Paris - Es ist ein absurdes Bild, das François Hollande abgibt. Im strömenden Regen steht der französische Präsident am Montagmorgen auf der bretonischen Insel Ile de Sein und gedenkt des Widerstands der Bewohner im Zweiten Weltkrieg. Knapp 600 Kilometer entfernt in Paris herrscht auch ein Unwetter – allerdings ein politisches. Denn Regierungschef Manuel Valls reichte nach nur knapp fünf Monaten den Rücktritt ein und soll nun ein neues Kabinett bilden. Die neue Regierung solle die Richtung verfolgen, die der sozialistische Präsident vorgegeben habe, heißt es im Elysée. Damit ist klar, wer dem Kabinett nicht mehr angehören wird: Wirtschaftsminister Arnaud Montebourg.

Der eigenwillige Linksaußen hatte am Wochenende lautstark einen Kurswechsel gefordert, obwohl Hollande erst kurz vorher klargemacht hatte, dass er seine unternehmerfreundliche Politik fortsetzen will. Montebourg hatte mit seinen Forderungen scharfe Kritik an der Sparpolitik verbunden, die er als Diktat von Bundeskanzlerin Angela Merkel ( CDU ) ansieht. „Frankreich hat nicht die Absicht, sich nach den Obsessionen der deutschen Rechten zu richten", hetzte der Wirtschaftsminister.

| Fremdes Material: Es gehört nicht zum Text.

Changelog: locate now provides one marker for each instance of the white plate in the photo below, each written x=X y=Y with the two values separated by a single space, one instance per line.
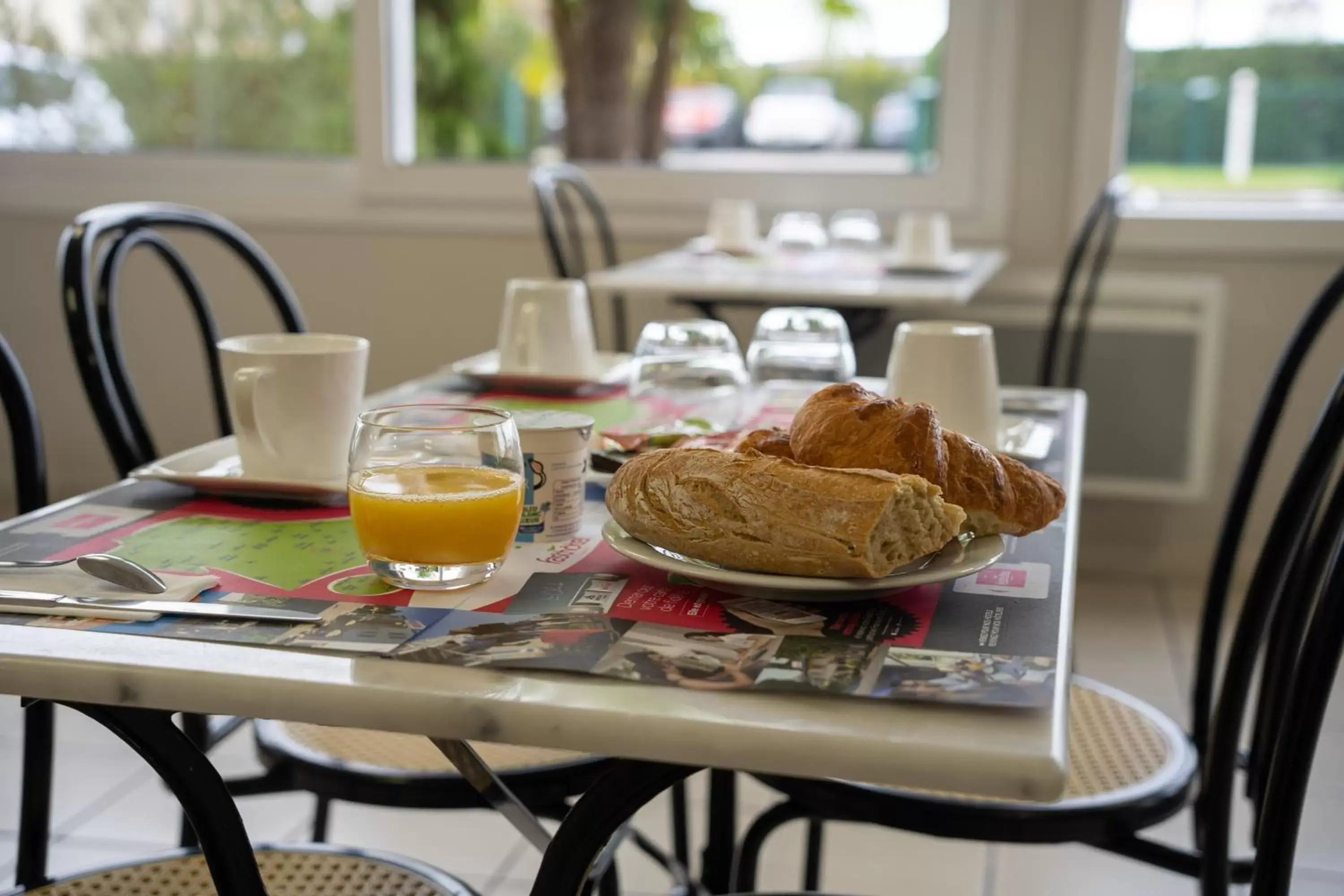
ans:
x=214 y=469
x=484 y=370
x=953 y=264
x=953 y=562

Obwohl der smarte 51-Jährige als harter Kritiker Merkels bekannt ist, gingen diese Äußerungen der französischen Regierung zu weit. „Ein Wirtschaftsminister kann sich nicht so äußern, weder zum wirtschaftspolitischen Kurs der Regierung noch zu einem europäischen Partner Frankreichs", hieß es am Sonntagabend aus dem Umfeld von Valls.

Sozialistische Rebellen

Die Tage des Ministers waren damit gezählt. Doch Montebourg steht mit seiner Meinung nicht allein da. Eine ganze Gruppe von sozialistischen Rebellen, die sogenannten „frondeurs“, fordert eine Abkehr vom Sparkurs und ein Ende der sozialliberalen Politik Hollandes. In der Regierung ist eine derart kritische Haltung allerdings nicht willkommen. Am Montag empfing der Premierminister jedes Regierungsmitglied einzeln, um von ihm den Treueschwur zu erhalten. „Die Regierung hätte riskiert, wie ein führerloses Schiff auszusehen, wenn sie zugesehen hätte, wie der Riss der ,frondeurs’ in der Regierung selber größer wird", schreibt die Zeitung „Le Monde".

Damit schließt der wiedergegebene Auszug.